Supporting access to sanitation and hand-washing infrastructure: Splash

A Splash handwashing station (Image credit: Make Beautiful)

As a nonprofit, Splash focuses on providing handwashing, hygiene, and sanitation infrastructure to kids in schools and orphanages in cities throughout the Global South. During the pandemic, says Laura Mapp, Director of Business Development at Splash, their work has become even more essential and complicated.

“At the beginning of the pandemic, we engaged in direct COVID relief with our government partners in Ethiopia,” Mapp says. In Addis Ababa, three of the schools where Splash had previously installed hand-washing stations and sanitation infrastructure became quarantine centers, where people who suspected they had the virus could safely quarantine away from their families. Splash also partnered with the Bureau of Health in Addis Ababa to bring their handwashing stations to six hospitals across the city. They’ve been able to install sanitation infrastructure in schools while children are learning remotely.
Students learning from home, Mapp says, spurred Splash to innovate on ways to reach them virtually with messaging about the importance of handwashing and information about menstrual health, especially for girls. “This is helping us forge some new partnerships to enable the delivery of these tools, particularly in India, where mobile and computer usage is more accessible,” Mapp says. For instance, they’re partnering with a platform called Oky, designed by Unicef, that young girls can use to get answers about menstrual health questions.

While the pandemic continues to pose significant challenges in the communities where Splash works, Mapp is hopeful that the increased attention on the need for good sanitation infrastructure and communication around hygiene best practices will help keep people safe through and beyond the pandemic.

Pivoting a successful social enterprise to meet community needs: FareStart

Image Credit: FareStart

As soon as COVID-19 began forcing lockdowns in cities across the U.S., FareStart knew it would have to pivot its operations. The social enterprise manages a handful of restaurants and cafes across Seattle, where people facing barriers to employment—from homelessness to drug-use history—gain training and experience in the workforce. With restaurants shuttering and in-person work discouraged, FareStart’s programs could not continue as normal. 

Almost immediately, FareStart started using its restaurants and kitchens to prepare individual meals to deliver to the most vulnerable. FareStart now is serving over 50,000 individual meals per week, distributed across over 100 sites, says Erika Van Merr, FareStart’s Associate Director of Philanthropy. 

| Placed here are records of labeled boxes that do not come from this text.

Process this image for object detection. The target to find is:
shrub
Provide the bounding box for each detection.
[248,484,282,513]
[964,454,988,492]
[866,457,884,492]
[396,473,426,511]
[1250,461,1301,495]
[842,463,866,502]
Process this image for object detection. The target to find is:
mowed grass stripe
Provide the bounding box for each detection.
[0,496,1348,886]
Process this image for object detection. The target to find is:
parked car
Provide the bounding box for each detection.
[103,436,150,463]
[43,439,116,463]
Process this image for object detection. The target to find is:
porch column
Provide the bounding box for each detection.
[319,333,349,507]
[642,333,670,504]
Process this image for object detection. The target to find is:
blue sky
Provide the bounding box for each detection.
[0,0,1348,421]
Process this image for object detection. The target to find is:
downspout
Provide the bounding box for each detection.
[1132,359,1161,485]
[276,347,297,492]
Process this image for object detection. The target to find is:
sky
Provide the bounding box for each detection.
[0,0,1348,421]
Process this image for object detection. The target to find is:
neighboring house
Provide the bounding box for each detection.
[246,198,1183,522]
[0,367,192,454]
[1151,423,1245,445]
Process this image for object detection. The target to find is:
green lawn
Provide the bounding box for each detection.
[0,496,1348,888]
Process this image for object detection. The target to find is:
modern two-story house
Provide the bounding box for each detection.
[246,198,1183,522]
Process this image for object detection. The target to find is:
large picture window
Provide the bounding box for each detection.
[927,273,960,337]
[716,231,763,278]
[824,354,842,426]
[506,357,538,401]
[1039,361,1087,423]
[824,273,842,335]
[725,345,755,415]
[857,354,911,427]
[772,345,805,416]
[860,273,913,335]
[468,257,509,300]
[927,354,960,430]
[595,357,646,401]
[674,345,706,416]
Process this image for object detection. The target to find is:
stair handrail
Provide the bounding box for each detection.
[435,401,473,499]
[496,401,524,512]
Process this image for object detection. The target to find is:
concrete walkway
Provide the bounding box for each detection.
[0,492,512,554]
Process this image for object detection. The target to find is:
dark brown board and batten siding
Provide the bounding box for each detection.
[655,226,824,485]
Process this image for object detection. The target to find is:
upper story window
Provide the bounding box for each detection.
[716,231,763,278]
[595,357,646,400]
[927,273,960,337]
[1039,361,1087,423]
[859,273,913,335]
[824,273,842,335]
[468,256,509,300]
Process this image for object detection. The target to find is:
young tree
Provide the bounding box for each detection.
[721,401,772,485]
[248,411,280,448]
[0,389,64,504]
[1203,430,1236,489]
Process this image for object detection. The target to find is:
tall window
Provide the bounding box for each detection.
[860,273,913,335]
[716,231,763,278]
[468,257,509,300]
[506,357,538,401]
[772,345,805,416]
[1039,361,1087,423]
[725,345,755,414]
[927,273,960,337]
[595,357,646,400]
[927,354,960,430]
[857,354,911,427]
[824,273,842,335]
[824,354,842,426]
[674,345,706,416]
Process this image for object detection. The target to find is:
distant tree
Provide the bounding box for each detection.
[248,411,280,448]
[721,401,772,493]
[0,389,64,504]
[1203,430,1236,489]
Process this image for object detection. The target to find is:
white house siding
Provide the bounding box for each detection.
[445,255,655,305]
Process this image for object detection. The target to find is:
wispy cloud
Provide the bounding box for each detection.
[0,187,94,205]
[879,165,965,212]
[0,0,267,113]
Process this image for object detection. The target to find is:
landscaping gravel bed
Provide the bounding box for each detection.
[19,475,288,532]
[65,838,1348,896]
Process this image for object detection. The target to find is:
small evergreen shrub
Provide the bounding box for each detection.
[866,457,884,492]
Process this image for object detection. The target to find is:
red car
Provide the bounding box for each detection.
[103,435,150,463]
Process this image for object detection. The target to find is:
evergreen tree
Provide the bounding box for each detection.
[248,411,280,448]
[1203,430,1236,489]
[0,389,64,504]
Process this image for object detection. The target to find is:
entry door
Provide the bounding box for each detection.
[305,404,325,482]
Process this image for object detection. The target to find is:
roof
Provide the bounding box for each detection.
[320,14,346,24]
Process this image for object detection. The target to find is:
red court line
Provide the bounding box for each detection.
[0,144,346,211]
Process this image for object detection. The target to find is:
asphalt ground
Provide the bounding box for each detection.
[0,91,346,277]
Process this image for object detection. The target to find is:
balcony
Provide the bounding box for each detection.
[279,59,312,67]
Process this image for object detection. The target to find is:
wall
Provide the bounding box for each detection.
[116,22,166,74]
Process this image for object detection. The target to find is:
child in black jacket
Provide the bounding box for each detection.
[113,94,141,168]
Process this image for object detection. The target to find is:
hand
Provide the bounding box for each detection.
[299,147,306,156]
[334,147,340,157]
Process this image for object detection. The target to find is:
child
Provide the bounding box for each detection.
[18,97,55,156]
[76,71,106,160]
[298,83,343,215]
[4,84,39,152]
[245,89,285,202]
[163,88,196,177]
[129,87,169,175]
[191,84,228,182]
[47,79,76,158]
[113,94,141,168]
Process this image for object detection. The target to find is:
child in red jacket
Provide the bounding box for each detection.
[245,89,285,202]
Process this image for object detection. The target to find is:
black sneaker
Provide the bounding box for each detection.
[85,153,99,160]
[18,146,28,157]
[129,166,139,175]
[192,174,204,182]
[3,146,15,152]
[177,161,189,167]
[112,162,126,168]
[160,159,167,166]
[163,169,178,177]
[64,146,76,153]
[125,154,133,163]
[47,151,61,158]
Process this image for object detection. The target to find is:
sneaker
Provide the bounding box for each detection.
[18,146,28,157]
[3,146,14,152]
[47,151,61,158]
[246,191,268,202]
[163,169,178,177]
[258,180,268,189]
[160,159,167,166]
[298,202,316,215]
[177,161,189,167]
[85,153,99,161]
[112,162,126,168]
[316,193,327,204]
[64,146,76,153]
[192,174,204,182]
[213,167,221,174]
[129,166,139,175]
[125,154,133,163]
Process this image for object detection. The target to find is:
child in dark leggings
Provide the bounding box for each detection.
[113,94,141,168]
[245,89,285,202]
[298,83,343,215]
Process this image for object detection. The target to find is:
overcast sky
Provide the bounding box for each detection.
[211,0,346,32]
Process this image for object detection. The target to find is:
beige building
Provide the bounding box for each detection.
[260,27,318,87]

Managing this broad distribution operation and network, Van Merr says, has required more data than FareStart ever used before. They’ve been using external data to understand the COVID-19 situation in their community while inputting data daily to track meals: preparation location, for what organization, and where they were distributed. “We really had to up our data savviness to make decisions about how to operate daily,” Van Merr says. They plan to continue using data to expand their community meals program even after the pandemic is over.

While the organization has launched virtual training programs, it looks forward to bringing back the students in person and reopening its restaurant and cafes. “When people ask what our plans look like for next year, I tell them that we will continue to provide hunger relief for our community’s most vulnerable neighbors,” says Van Merr.